We’ve all heard it a hundred times–how important it is to stay neutral and not bash on the other parent. We KNOW in our heads how we need to remain as detached and “middle-ground” as possible, all while being compassionate and committed parents. It can be a lot easier to stay neutral in theory than it is to do it in real life!
The divorced parents, or the two-household family seems to be a perfect set-up for diverse ideas about parenting and with all the waters that have run under the bridge, it can be so hard to be mellow and neutral about everything. I know for a fact that I am a protective mother bear regardless of whether I am hearing that my children were hurt or upset by a stranger or by things that have gone down at the other house. Even when I manage to keep my mouth shut, I may still be seething and stressing inside.
One of the main challenges of staying neutral is figuring out when to intervene and when to take a back seat. Of course, it the child’s safety is an issue then intervention is the only way, but for many other issues that may pop up, it may seem less clear what a parent should do. What I have learned is that if I have concerns, I take them to the other parent instead of sharing them with the child. This way, the child is out of the middle and I can remain neutral–at least on the surface.

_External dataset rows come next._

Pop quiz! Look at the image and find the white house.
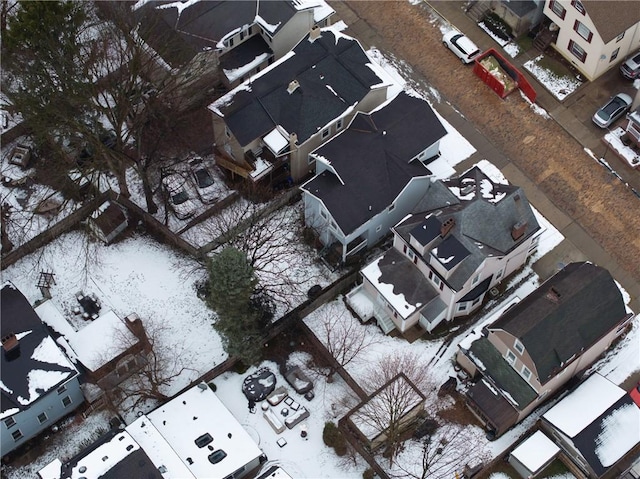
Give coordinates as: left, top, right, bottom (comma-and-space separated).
347, 166, 542, 335
301, 91, 447, 264
543, 0, 640, 80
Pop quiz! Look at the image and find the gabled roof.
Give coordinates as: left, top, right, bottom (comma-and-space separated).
582, 1, 640, 44
1, 283, 77, 416
395, 166, 540, 290
210, 27, 390, 147
135, 1, 302, 67
489, 262, 628, 383
301, 92, 445, 235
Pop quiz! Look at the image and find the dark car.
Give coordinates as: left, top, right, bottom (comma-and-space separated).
620, 50, 640, 80
592, 93, 632, 128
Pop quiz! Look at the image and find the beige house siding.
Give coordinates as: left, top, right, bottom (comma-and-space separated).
544, 0, 640, 80
487, 329, 542, 392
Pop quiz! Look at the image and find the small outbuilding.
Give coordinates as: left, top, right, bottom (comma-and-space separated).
508, 430, 560, 478
88, 201, 128, 244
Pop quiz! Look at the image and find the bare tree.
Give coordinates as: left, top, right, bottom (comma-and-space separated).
204, 199, 326, 309
314, 303, 381, 381
350, 352, 438, 465
106, 318, 197, 416
390, 421, 490, 479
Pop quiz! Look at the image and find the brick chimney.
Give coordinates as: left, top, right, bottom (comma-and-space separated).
125, 313, 150, 351
511, 220, 528, 240
2, 333, 20, 361
309, 25, 321, 42
440, 218, 455, 238
545, 287, 561, 303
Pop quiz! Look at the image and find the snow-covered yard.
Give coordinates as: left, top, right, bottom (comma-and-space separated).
523, 55, 583, 101
603, 127, 640, 170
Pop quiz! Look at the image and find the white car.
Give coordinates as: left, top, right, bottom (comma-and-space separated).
443, 30, 482, 64
162, 172, 197, 220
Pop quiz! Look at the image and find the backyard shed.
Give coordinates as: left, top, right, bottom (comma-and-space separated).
88, 201, 128, 244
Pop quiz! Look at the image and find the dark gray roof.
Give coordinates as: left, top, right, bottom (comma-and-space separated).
489, 262, 628, 383
469, 337, 538, 410
136, 1, 299, 67
504, 0, 536, 17
219, 35, 272, 75
1, 283, 76, 414
218, 29, 387, 147
375, 248, 440, 312
301, 92, 445, 235
396, 166, 540, 291
467, 378, 519, 436
573, 394, 639, 477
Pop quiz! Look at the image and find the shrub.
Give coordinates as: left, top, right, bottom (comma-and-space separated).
363, 468, 375, 479
323, 422, 348, 456
482, 12, 512, 41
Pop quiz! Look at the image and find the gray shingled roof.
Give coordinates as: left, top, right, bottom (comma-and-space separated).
218, 29, 387, 147
582, 1, 640, 44
301, 92, 446, 235
489, 262, 628, 383
1, 283, 76, 414
136, 1, 298, 67
396, 166, 540, 291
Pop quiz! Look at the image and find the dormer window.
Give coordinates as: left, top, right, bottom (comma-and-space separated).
521, 365, 532, 381
571, 0, 585, 14
506, 350, 516, 365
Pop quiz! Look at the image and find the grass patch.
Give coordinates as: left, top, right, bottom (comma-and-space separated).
516, 35, 533, 52
536, 55, 573, 79
538, 458, 571, 477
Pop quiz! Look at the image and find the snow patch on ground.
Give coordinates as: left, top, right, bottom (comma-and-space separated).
523, 55, 583, 101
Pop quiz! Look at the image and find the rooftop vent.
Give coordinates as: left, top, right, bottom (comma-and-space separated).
460, 184, 475, 196
287, 79, 300, 94
511, 220, 528, 241
1, 333, 20, 361
440, 218, 455, 238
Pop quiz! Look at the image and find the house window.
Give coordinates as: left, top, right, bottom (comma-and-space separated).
616, 32, 625, 42
11, 429, 23, 441
472, 296, 481, 306
457, 302, 468, 312
320, 209, 328, 220
573, 20, 592, 42
514, 339, 525, 355
568, 40, 587, 62
611, 48, 620, 62
521, 365, 532, 380
549, 0, 566, 20
227, 37, 234, 48
37, 412, 48, 424
4, 417, 16, 429
432, 275, 441, 288
336, 118, 343, 130
407, 249, 415, 261
496, 269, 504, 280
57, 385, 67, 395
240, 30, 245, 41
62, 396, 72, 408
471, 273, 480, 285
506, 350, 516, 365
321, 128, 329, 139
403, 245, 408, 254
571, 0, 585, 14
376, 225, 382, 232
388, 203, 395, 213
248, 26, 252, 35
224, 126, 231, 139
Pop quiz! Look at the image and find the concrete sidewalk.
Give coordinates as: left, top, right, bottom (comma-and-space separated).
329, 0, 640, 313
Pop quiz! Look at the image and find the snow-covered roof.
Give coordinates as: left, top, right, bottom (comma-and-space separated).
543, 373, 625, 437
1, 284, 79, 415
69, 431, 141, 478
510, 430, 559, 473
263, 127, 290, 155
66, 311, 137, 372
142, 383, 263, 478
594, 401, 640, 468
361, 254, 417, 320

Additionally, I give myself time to mull things over before I respond. Instead of flying off the handle and calling the other parent to find out “what is really going on?” I have found it helps to give things a little time to settle. I can often either see things more realistically after a cooling period, or I can come up with a less aggressive way to approach the problem. Meanwhile, we can assure our child that we have heard her, are concerned about how she is feeling, and in a neutral, un-charged way, will talk things over with the other parent.